The group made contact with all sorts of international political mavericks including Colonel Gaddafi of Libya, Ayatollah Khomeini of Iran, the US black separatist leader Louis Farrakhan and both sides of the divide in Ireland.[Emphasis mine].
A series of booklets outlined their creed under the slogan “Long Live Death” and a policy that aped Fiore’s terrorist agenda of destabilisation in Italy that had produced the bombings of the late 1970s and early 1980s.
Attempts to stir up Welsh nationalists to bomb English second homes in Wales led to protests with placards stating NF = MI5. [Emphasis mine].
Griffin’s NF was far from an ordinary political party. Even some of his own members were worried when they were given advice on resisting police interrogation that experts said was more apposite for political terrorists.

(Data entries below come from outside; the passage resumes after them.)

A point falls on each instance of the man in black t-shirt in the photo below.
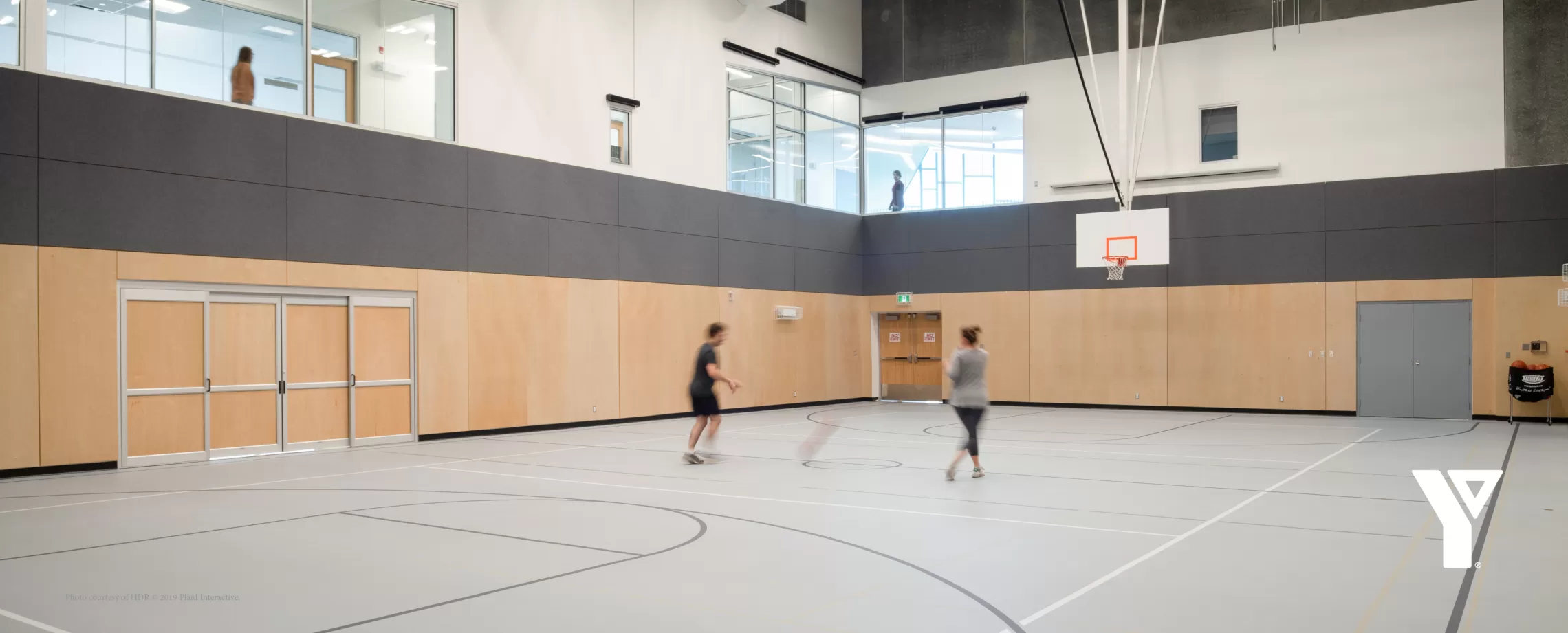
(703, 400)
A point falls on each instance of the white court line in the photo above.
(1166, 546)
(1038, 449)
(32, 623)
(791, 500)
(364, 472)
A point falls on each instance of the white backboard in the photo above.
(1144, 236)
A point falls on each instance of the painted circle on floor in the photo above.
(853, 464)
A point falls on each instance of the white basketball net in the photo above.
(1115, 267)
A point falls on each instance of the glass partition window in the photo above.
(792, 140)
(380, 63)
(966, 160)
(10, 34)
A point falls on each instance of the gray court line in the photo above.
(998, 472)
(1481, 541)
(490, 533)
(1107, 511)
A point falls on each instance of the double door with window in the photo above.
(210, 375)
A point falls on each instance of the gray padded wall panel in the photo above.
(822, 271)
(1410, 201)
(1532, 249)
(1412, 253)
(96, 208)
(970, 271)
(1249, 259)
(670, 208)
(508, 243)
(585, 249)
(501, 182)
(18, 113)
(340, 159)
(157, 132)
(18, 199)
(752, 265)
(1255, 210)
(654, 256)
(828, 231)
(339, 227)
(886, 275)
(1053, 268)
(756, 220)
(1532, 193)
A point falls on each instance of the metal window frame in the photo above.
(941, 188)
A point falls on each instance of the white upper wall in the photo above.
(1393, 94)
(532, 76)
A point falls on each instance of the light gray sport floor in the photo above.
(1090, 521)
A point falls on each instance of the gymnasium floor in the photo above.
(1090, 521)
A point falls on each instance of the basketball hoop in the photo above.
(1115, 267)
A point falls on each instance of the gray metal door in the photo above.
(1385, 351)
(1441, 362)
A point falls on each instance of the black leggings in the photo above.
(971, 419)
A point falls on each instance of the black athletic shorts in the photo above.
(704, 405)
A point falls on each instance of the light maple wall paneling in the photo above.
(1488, 364)
(77, 381)
(199, 268)
(1247, 346)
(571, 340)
(443, 351)
(921, 303)
(242, 344)
(1004, 333)
(501, 307)
(349, 276)
(18, 356)
(1340, 326)
(761, 351)
(1102, 346)
(1413, 290)
(593, 345)
(164, 344)
(662, 325)
(164, 423)
(1527, 311)
(382, 344)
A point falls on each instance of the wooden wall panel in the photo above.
(1413, 290)
(18, 356)
(382, 344)
(242, 344)
(1247, 346)
(199, 268)
(1340, 323)
(1527, 311)
(1098, 346)
(1488, 364)
(347, 276)
(499, 309)
(661, 328)
(1004, 325)
(443, 351)
(77, 375)
(164, 423)
(761, 351)
(164, 344)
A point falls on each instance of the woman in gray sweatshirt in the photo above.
(966, 368)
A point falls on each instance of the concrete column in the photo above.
(1536, 82)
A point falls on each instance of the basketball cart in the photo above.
(1531, 386)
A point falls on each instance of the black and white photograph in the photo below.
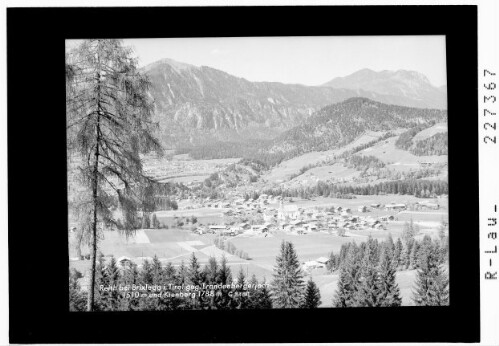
(223, 173)
(250, 174)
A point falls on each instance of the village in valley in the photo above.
(236, 174)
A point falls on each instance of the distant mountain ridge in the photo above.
(197, 105)
(339, 124)
(400, 83)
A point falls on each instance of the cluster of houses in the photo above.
(293, 219)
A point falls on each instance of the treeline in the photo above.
(367, 273)
(369, 144)
(404, 141)
(405, 252)
(434, 145)
(230, 248)
(364, 162)
(288, 289)
(418, 188)
(223, 150)
(339, 124)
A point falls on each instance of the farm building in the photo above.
(217, 228)
(395, 206)
(362, 209)
(323, 260)
(429, 205)
(288, 212)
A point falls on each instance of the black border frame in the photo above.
(38, 257)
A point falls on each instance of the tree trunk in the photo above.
(91, 295)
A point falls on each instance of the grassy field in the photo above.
(289, 167)
(399, 160)
(426, 133)
(328, 283)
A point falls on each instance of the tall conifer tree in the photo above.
(108, 124)
(389, 292)
(288, 285)
(312, 296)
(432, 283)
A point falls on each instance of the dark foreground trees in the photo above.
(367, 273)
(312, 298)
(288, 285)
(108, 125)
(432, 283)
(150, 285)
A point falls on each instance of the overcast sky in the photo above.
(303, 60)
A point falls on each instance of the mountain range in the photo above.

Many of those who fell out with Griffin in those days are now back at Griffin’s side. One of them is Patrick Harrington, who now runs Solidarity, the BNP’s fake trade union. Harrington and Graham Williamson, also involved in Solidarity, lead Third Way, whose political philosophy appears to differ considerably from that of the BNP.
Its website features an equal opportunities statement and it claims to welcome “guest workers … to fill gaps in the country’s infrastructure”.
It seems that Griffin’s desire to build a political elite along the lines of the political soldiers overrides any ideological differences between the BNP and Third Way. Griffin’s obsession with a coming civil war or race war also shows how little his politics have changed in over 20 years.
It is worth remembering that Harrington in an interview for a television exposé of the NF political soldiers [C4: Disciples of Chaos, 1988] refused to condemn IRA bombings and that Griffin, Harrington and Williamson went to Libya to seek funds from a regime that armed both sides in the Northern Ireland conflict.[Emphasis mine].
Griffin is still prepared to work with whomever he thinks can help him get what he wants, the more shadowy they are the better. One of the bones of contention among the rebels is the power Griffin has vested in Lance Stewart, the South African former police officer who heads the
BNP’s “intelligence department”, Arthur Kemp, the former South African spook who edits the BNP’s new website and runs ideological training for the voting members, and Lambertus “Bep” Nieuwhof, a convicted pro-apartheid terrorist who provides internet services to the party.